Recommendation has become difficult task to predict the ratings for the new user and new item in the recommender systems. This problem is known as ‘cold-start’. In this paper a hybrid filtering which uses content-based filtering, collaborative filtering and demographic is proposed to address the ‘cold-start’ problem. To predict the new user rating and hence to find the similar items with neighborhood, hybrid filtering uses demographic details. This proposed approach uses the advantages and overcomes the drawbacks that are in existing recommendation methods like CB and CF. In this paper different dataset are used to predict the ratings for the new user using the demography and different POIs are extracted that satisfy the new user. The results produced by this approach are relatively acceptable.
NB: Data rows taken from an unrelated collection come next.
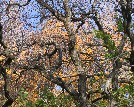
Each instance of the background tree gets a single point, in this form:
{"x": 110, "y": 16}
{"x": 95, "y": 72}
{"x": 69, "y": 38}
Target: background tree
{"x": 82, "y": 46}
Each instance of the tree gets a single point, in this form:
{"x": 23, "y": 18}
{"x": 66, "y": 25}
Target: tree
{"x": 83, "y": 47}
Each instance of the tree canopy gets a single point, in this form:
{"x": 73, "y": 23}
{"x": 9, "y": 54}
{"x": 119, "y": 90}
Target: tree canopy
{"x": 61, "y": 53}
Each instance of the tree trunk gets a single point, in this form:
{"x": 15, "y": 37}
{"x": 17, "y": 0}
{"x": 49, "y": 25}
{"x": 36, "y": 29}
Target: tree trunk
{"x": 83, "y": 100}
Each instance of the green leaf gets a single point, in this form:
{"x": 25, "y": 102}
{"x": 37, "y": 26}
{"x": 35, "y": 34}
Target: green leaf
{"x": 120, "y": 25}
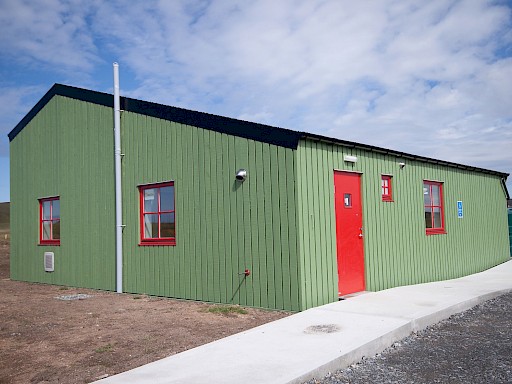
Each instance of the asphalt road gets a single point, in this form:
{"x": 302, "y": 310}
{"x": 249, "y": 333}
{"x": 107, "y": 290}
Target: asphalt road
{"x": 474, "y": 346}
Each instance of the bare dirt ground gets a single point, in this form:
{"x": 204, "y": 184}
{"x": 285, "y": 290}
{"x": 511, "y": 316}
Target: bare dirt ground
{"x": 47, "y": 340}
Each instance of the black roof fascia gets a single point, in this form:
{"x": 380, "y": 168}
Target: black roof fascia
{"x": 399, "y": 154}
{"x": 248, "y": 130}
{"x": 255, "y": 131}
{"x": 259, "y": 132}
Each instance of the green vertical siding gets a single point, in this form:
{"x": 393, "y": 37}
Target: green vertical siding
{"x": 222, "y": 226}
{"x": 66, "y": 150}
{"x": 510, "y": 229}
{"x": 397, "y": 250}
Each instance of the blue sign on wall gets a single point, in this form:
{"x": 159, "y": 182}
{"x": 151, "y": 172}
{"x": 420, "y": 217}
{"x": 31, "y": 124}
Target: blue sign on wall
{"x": 460, "y": 211}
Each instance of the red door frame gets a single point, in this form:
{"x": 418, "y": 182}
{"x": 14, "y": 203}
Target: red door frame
{"x": 349, "y": 232}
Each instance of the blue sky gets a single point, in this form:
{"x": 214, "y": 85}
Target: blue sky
{"x": 433, "y": 78}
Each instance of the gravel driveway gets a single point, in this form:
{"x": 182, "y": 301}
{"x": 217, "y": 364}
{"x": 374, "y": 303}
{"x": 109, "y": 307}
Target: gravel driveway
{"x": 474, "y": 346}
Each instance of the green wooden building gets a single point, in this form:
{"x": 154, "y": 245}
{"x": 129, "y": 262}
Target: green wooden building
{"x": 223, "y": 210}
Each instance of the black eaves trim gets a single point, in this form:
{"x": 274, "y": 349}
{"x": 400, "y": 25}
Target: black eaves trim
{"x": 254, "y": 131}
{"x": 248, "y": 130}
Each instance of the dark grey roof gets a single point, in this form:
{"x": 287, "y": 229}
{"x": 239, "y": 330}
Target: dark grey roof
{"x": 259, "y": 132}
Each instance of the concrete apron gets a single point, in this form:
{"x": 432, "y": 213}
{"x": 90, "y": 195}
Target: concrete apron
{"x": 320, "y": 340}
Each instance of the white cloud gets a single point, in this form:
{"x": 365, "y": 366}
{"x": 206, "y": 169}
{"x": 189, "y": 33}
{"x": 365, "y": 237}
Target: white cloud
{"x": 433, "y": 78}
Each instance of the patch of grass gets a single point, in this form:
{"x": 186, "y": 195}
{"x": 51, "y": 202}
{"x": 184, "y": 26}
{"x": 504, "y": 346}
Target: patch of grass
{"x": 105, "y": 348}
{"x": 227, "y": 309}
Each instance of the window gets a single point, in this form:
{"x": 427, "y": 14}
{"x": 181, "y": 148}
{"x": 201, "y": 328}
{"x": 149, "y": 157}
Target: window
{"x": 386, "y": 188}
{"x": 434, "y": 211}
{"x": 49, "y": 221}
{"x": 157, "y": 215}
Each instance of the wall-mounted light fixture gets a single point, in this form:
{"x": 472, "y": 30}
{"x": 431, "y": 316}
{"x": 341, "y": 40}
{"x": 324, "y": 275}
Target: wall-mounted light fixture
{"x": 241, "y": 175}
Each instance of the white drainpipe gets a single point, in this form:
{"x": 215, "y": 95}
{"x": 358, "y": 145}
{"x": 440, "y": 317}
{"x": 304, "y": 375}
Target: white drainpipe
{"x": 119, "y": 205}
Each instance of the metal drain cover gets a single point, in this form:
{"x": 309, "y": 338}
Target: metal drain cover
{"x": 79, "y": 296}
{"x": 323, "y": 328}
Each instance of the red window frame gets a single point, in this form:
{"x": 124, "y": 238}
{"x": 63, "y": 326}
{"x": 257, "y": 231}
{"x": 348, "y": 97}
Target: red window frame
{"x": 430, "y": 207}
{"x": 51, "y": 220}
{"x": 386, "y": 187}
{"x": 159, "y": 239}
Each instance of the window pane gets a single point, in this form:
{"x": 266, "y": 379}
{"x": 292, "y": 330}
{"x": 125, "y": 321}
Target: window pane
{"x": 167, "y": 226}
{"x": 56, "y": 230}
{"x": 428, "y": 217}
{"x": 55, "y": 209}
{"x": 347, "y": 200}
{"x": 46, "y": 210}
{"x": 150, "y": 200}
{"x": 150, "y": 226}
{"x": 167, "y": 198}
{"x": 46, "y": 230}
{"x": 436, "y": 194}
{"x": 437, "y": 218}
{"x": 426, "y": 195}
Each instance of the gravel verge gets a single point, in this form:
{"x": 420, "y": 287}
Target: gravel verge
{"x": 474, "y": 346}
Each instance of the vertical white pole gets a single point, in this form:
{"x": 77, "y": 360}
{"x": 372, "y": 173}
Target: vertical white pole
{"x": 119, "y": 205}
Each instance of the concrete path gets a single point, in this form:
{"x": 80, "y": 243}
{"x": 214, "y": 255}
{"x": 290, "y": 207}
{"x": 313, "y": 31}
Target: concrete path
{"x": 311, "y": 343}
This proposed method can work effectively and efficiently to solve the cold-start problem.
基于混合过滤的旅游推荐系统
在推荐系统中,如何预测新用户和新产品的评分已经成为一项非常困难的任务。这个问题被称为“冷启动”。本文提出了一种基于内容过滤、协同过滤和人口统计的混合过滤方法来解决“冷启动”问题。为了预测新用户的评分,从而找到与邻居相似的项目,混合过滤使用人口统计细节。该方法利用了CB和CF等现有推荐方法的优点,克服了它们的缺点。在本文中,使用不同的数据集来预测新用户的人口统计评分,并提取满足新用户的不同poi。这种方法产生的结果是相对可以接受的。该方法可以有效地解决冷启动问题。
本文章由计算机程序翻译,如有差异,请以英文原文为准。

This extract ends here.